おこのみやき

2001年宇宙の旅のおこのみやきのレビュー・感想・評価

2001年宇宙の旅(1968年製作の映画)
4.6
これほど画が力を持った映画は他に観たことがない。
ゆっくりと流れる時間は、宇宙の時間の流れを表現するために必然。

冒頭で交響詩「ツァラトゥストラはかく語りき」の部分が流れるが、まさにこの曲は映画の内容を端的に表している。
神中心の世界から人間中心の世界へ、そして神の死へ。ニーチェは人間が末人と超人に分けられると語った。

その超人は、この映画の中で言えばAI「HAL9000」なのかもしれない。そしてHALは「神は死んだ、超人を教えよう」と説くツァラトゥストラの役割を果たしているのかもしれない。

人間(猿人)が道具を手に入れた瞬間からそれを武器として用いたというのは皮肉めいた描写だった。
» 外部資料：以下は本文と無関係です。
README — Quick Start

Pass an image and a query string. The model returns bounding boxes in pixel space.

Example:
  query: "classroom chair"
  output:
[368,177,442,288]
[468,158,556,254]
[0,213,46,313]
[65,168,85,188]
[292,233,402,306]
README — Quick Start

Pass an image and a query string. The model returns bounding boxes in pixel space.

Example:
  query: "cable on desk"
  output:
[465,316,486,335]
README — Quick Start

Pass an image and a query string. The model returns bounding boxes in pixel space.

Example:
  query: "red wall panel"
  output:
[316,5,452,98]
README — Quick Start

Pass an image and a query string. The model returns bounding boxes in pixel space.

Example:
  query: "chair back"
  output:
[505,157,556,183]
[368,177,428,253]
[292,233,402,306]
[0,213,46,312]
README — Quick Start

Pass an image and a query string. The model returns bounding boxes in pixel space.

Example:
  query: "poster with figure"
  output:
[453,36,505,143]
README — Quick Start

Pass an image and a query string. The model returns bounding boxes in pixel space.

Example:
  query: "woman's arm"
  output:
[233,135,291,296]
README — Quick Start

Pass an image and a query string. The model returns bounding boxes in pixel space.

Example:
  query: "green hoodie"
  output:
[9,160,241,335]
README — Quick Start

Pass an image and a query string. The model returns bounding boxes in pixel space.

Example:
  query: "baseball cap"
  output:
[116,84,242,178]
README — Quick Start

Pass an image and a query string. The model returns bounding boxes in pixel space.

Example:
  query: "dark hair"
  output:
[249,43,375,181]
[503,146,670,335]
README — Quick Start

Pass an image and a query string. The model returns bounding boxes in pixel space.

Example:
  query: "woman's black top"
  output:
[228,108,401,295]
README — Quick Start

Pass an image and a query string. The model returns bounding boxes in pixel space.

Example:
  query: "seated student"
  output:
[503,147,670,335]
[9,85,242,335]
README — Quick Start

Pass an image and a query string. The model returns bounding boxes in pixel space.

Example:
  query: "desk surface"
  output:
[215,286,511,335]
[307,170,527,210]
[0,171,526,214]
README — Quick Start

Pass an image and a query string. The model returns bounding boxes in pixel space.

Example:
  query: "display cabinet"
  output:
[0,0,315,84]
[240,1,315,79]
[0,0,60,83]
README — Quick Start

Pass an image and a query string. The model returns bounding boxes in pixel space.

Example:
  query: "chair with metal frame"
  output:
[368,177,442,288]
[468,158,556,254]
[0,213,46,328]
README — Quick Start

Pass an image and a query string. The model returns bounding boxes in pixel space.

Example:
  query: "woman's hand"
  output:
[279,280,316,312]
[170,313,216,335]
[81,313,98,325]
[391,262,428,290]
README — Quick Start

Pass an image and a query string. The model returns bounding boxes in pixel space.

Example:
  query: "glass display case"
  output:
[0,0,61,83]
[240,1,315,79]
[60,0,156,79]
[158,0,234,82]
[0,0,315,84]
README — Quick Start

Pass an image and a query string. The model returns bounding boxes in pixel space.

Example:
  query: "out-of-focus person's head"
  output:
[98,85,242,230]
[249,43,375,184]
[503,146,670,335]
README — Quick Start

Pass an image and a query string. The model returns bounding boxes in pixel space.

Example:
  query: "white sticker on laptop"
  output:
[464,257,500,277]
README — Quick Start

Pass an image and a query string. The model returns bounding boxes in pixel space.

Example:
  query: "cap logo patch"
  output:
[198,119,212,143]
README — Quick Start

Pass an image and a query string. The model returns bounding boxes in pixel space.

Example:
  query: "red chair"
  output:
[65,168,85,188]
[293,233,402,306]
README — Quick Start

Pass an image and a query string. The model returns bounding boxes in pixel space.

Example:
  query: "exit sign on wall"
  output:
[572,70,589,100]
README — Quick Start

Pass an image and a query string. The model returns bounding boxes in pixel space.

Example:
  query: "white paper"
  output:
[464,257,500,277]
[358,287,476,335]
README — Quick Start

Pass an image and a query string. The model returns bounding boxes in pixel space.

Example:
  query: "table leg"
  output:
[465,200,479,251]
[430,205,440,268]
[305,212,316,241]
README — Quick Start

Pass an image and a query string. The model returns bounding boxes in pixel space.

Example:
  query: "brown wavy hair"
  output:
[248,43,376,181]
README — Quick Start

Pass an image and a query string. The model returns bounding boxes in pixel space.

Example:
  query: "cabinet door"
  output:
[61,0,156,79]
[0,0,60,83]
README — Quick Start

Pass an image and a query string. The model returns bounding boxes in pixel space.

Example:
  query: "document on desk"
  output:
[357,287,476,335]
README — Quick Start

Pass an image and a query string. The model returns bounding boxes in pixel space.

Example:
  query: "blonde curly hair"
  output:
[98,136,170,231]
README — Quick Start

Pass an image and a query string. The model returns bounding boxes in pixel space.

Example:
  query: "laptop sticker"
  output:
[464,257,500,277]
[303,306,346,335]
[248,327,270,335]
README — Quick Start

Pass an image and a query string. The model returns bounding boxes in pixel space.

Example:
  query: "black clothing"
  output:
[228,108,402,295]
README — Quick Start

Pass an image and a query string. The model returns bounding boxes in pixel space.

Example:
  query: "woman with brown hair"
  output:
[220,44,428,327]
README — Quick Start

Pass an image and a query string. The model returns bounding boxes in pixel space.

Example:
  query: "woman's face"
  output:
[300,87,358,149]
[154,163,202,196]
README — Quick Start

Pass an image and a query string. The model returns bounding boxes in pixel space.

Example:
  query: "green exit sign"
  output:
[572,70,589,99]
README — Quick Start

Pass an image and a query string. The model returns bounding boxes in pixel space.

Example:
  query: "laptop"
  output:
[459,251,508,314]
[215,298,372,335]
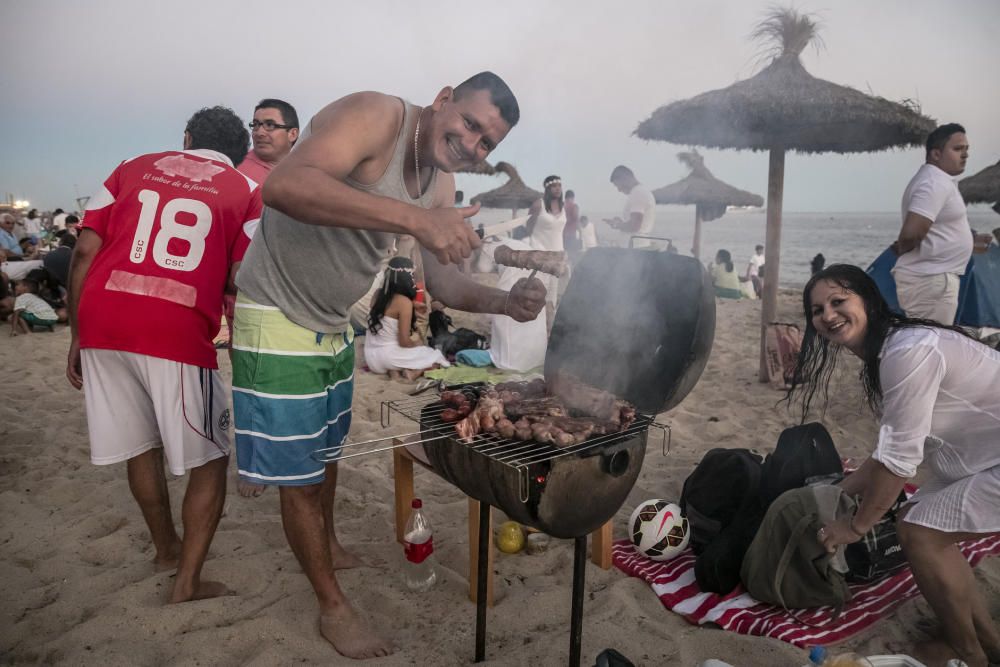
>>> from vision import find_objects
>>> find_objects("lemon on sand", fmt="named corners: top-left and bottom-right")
top-left (497, 521), bottom-right (524, 554)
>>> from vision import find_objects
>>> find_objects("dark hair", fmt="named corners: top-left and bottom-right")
top-left (368, 257), bottom-right (417, 334)
top-left (785, 264), bottom-right (969, 423)
top-left (253, 97), bottom-right (299, 128)
top-left (184, 106), bottom-right (250, 166)
top-left (715, 250), bottom-right (733, 273)
top-left (611, 164), bottom-right (635, 183)
top-left (542, 174), bottom-right (563, 213)
top-left (927, 123), bottom-right (965, 157)
top-left (454, 72), bottom-right (521, 127)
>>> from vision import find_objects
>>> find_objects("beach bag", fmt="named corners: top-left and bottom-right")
top-left (680, 449), bottom-right (764, 595)
top-left (760, 422), bottom-right (844, 507)
top-left (844, 491), bottom-right (907, 583)
top-left (764, 322), bottom-right (802, 389)
top-left (740, 485), bottom-right (856, 613)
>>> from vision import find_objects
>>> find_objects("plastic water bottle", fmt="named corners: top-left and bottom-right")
top-left (403, 498), bottom-right (437, 591)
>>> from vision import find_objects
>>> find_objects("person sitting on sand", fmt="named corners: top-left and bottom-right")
top-left (10, 278), bottom-right (59, 336)
top-left (708, 250), bottom-right (743, 299)
top-left (787, 264), bottom-right (1000, 667)
top-left (365, 257), bottom-right (451, 381)
top-left (66, 107), bottom-right (260, 602)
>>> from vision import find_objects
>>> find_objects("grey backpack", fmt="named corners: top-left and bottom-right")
top-left (740, 485), bottom-right (856, 613)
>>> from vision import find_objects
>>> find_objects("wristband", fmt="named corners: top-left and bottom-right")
top-left (847, 514), bottom-right (865, 537)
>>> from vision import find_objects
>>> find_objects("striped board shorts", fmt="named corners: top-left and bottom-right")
top-left (232, 294), bottom-right (354, 486)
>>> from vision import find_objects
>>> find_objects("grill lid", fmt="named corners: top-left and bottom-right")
top-left (545, 248), bottom-right (715, 414)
宇宙開発もまた然り。
そして、何より恐ろしいのはAIという道具も武器として使われかねないという示唆が感じられる点である。壮大な予言のようで、すでに現在その時代に突入していることは否めない。

そして、このような示唆に富んだすばらしい映画を作れる「人間」はもういないのではないかとも思ってしまう。宇宙という空間は身近になっているが、人間は猿人の頃から本当に「進化」しているのだろうか。

この映画は予言が当たっているからすばらしいのではなく、私たちに大きな疑問を投げかけ、議論を作り出しているという点からすばらしいと思う。